In the current era of genome sequencing, high throughput technologies allow researchers to generate large amounts of data about genes, the genome and the cell. These immense data sets promise to tell us more about how biological systems work than ever before. However, powerful computers and software are needed to analyze them. Drs. Bader and Morris are developing the powerful new GeneMANIA software, funded by Genome Canada through the Ontario Genomics Institute, to help biologists gather meaningful information about genes from the large amounts of genomic data that are being produced. GeneMANIA will significantly help biologists make discoveries by using all available genomics information.
“Google brought the power of web search to the average Internet user by providing a simple, intuitive interface backed by powerful software and a massive collection of data. GeneMANIA will extend existing software prototypes to build a ‘Google of Biology'” said Dr. Morris.
“It’s a software system that lets biologists use all existing genomics and proteomics data to answer specific biological questions about gene function as quickly and easily as they perform a Google search.”
GeneMANIA will combine extensive biological pathway information, a powerful algorithm, and user-friendly visualization tools.
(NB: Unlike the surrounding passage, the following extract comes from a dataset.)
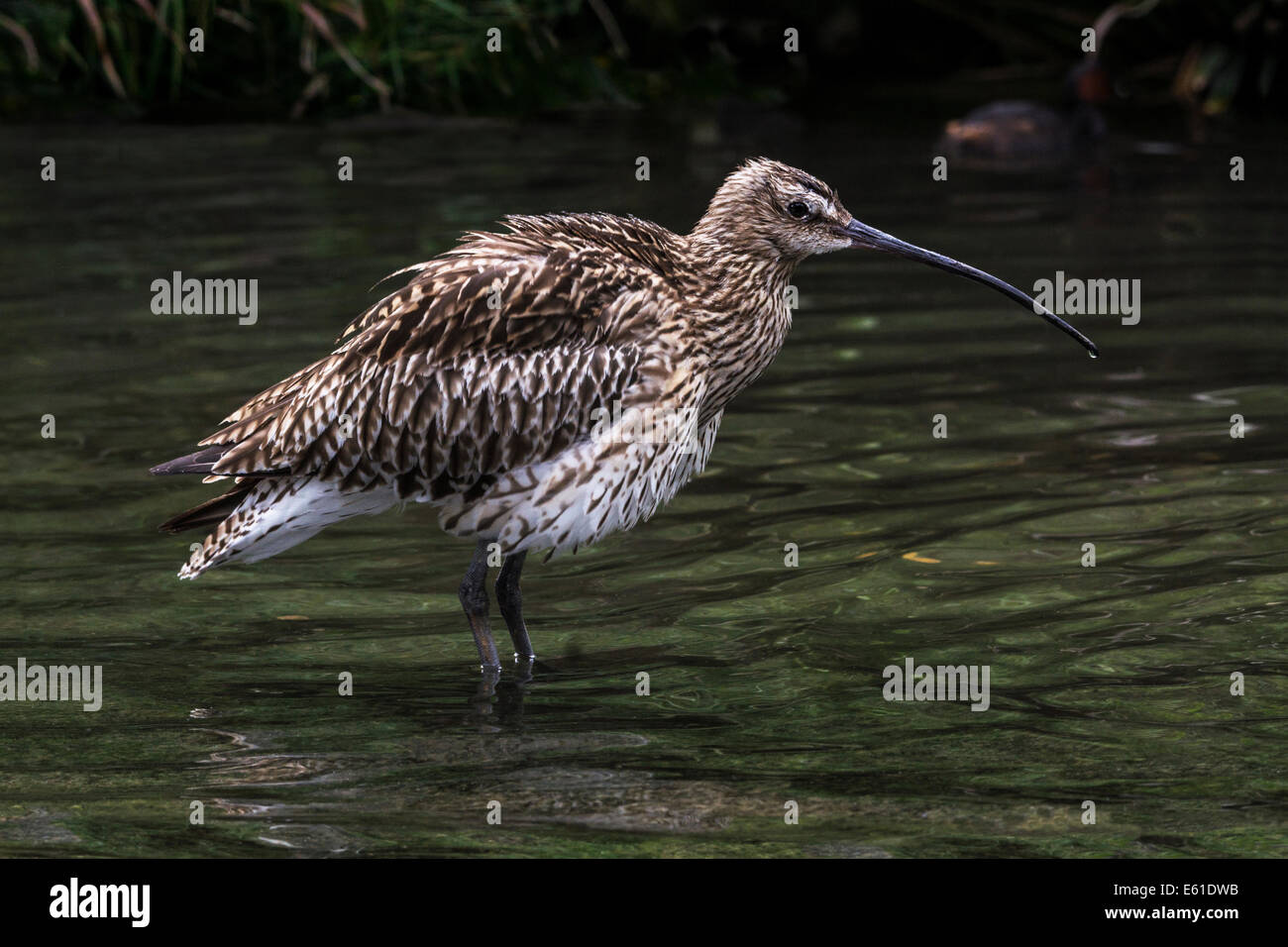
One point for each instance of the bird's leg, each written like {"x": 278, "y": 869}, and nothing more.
{"x": 475, "y": 600}
{"x": 511, "y": 604}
The GeneMANIA algorithms are based on the ‘guilt-by-association’ principle, where the query gene will be predicted to have the same function as genes that respond similarly in the large datasets. With the speed and accuracy of GeneMANIA, researchers will be better able to retrieve information from large datasets, allowing for more efficient and high impact research – like finding genes associated with different types of cancer, or identifying genes associated with drought resistance in plants.
GeneMANIA will integrate existing technologies (Pathway Commons and Cytoscape) and develop new ones to aid biologists in data analysis. Pathway Commons, built and maintained by the Memorial Sloan-Kettering Cancer Center and the University of Toronto, aims to be a central, convenient point of access for all publicly available pathway information, based on the cPath database software for storing, indexing and querying biological pathway and network information and the standard BioPAX pathway exchange format. Cytoscape, maintained by a large community of software developers across the world, including the University of Toronto, is software for network analysis and visualization. When a biologist inputs a gene or list of genes, GeneMANIA retrieves relevant pathway and network information from cPath, analyzes it and visualizes the results using Cytoscape.
To develop GeneMANIA, Drs. Bader and Morris have received funding from Genome Canada through the Ontario Genomics Institute. Additional funding was obtained from the National Institute of Health, the Canada Foundation for Innovation (CFI), the CFI-Infrastructure Operating Fund, the University of Toronto, Apple Canada, the Ontario Research Fund, and the Natural Science and Engineering Research Council of Canada.
Drs. Bader and Morris are both located in the Donnelly Centre for Cellular and Biomolecular Research at the University of Toronto, Canada’s leading research and teaching institution.